Le dialogue judéo-chrétien est fortement stimulé en France par l'élection à l'Académie française de Robert Aron. Il est le premier académicien juif passionné par la spiritualité juive, à laquelle il a consacré une grande partie de son œuvre. Sur son épée d'académicien figure en hébreu le mot Emeth (vérité).

Il disparaît quelques jours avant sa réception sous la coupole, et au moment même où paraît une Lettre ouverte à l'Église de France ; Robert Aron y propose de nouvelles et suggestives vues sur Jésus d'une part, et, de l'autre, sur les places respectives du judaïsme et du christianisme dans l'économie du salut.

Institutions

Les grandes institutions juives, très diversifiées (organisation du culte, des collectes, de la vie culturelle, du combat politique, etc.), manifestent un réel désir de renouvellement. Le Congrès juif mondial tient en Israël des assises très animées, et, en France, a lieu une conférence nationale où Nahum Goldman et Raymond Aron analysent la situation nouvelle du peuple juif au sein de la crise mondiale.

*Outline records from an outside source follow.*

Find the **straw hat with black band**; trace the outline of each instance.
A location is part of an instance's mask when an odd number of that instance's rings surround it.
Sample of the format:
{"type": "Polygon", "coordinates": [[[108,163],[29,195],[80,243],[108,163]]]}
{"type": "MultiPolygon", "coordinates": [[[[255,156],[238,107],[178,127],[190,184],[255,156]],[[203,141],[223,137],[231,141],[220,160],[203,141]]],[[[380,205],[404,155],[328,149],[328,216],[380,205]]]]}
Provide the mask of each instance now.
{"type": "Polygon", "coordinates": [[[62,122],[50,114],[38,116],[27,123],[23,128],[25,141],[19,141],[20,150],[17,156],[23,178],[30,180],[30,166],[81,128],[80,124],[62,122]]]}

Un Conseil d'intellectuels juifs pour Israël s'est créé, mais son action a été en partie freinée par des clivages politiques. Le cercle Bernard Lazare (Juifs progressistes) a fêté son 20e anniversaire. Surtout, le Fonds social juif unifié a lancé une vaste campagne pour le renouvellement de ses instances dirigeantes.

Pour la première fois en France, on assiste à une véritable campagne électorale (plusieurs listes étaient en présence), à l'issue de laquelle de nombreux jeunes sont élus aux divers organes de direction de cette institution qui oriente l'essentiel de la vie sociale et culturelle du judaïsme français. Une des plus importantes créations du FSJU (Union sefardite juive de France), le Centre universitaire d'études juives, a célébré avec éclat son 10e anniversaire. Le CUEJ a complètement renouvelé l'enseignement supérieur juif en France. Créé par Léon Ashkenazi il comporte de très nombreux départements (pensée juive, sociologie religieuse, histoire, littérature. Bible, Talmud, mystique) qui drainent chaque semaine des centaines d'étudiants au centre Rashi, à Paris.

Lettres et arts

Rashi (1040-1104), le plus célèbre des exégètes juifs, s'est vu précisément consacrer un ouvrage collectif. L'historiographie juive s'est enrichie d'une Bibliographie des juifs de France publiée sous la direction de l'érudit Bernhard Blumenkranz. Parmi les essais les plus remarqués, on retiendra : D'Œdipe à Moïse, de Marthe Robert ; L'humanisme de l'autre homme, d'Emmanuel Levinas, et la traduction française de la monumentale Encyclopedia judaïca.

Après le succès de Dreyfus, de J. C. Grumberg, la représentation à Paris de la pièce d'Elie Wiesel Zalmen ou la folie de Dieu a démontré la renaissance de cette forme d'expression qui avait connu dans les communautés de l'Est de très riches heures entre 1850 et 1939. Au cinéma, parmi les nombreux films consacrés à la guerre, et où le thème juif apparaît souvent au premier plan, Les violons du bal et Lacombe Lucien font une carrière remarquée.

Le peintre Benn, qui a voué sa vie à l'illustration de la Bible et publié deux œuvres déjà classiques sur Les Psaumes et Le Cantique des cantiques, a célébré son jubilé. Le peintre Tobiasse a les honneurs d'une grande exposition.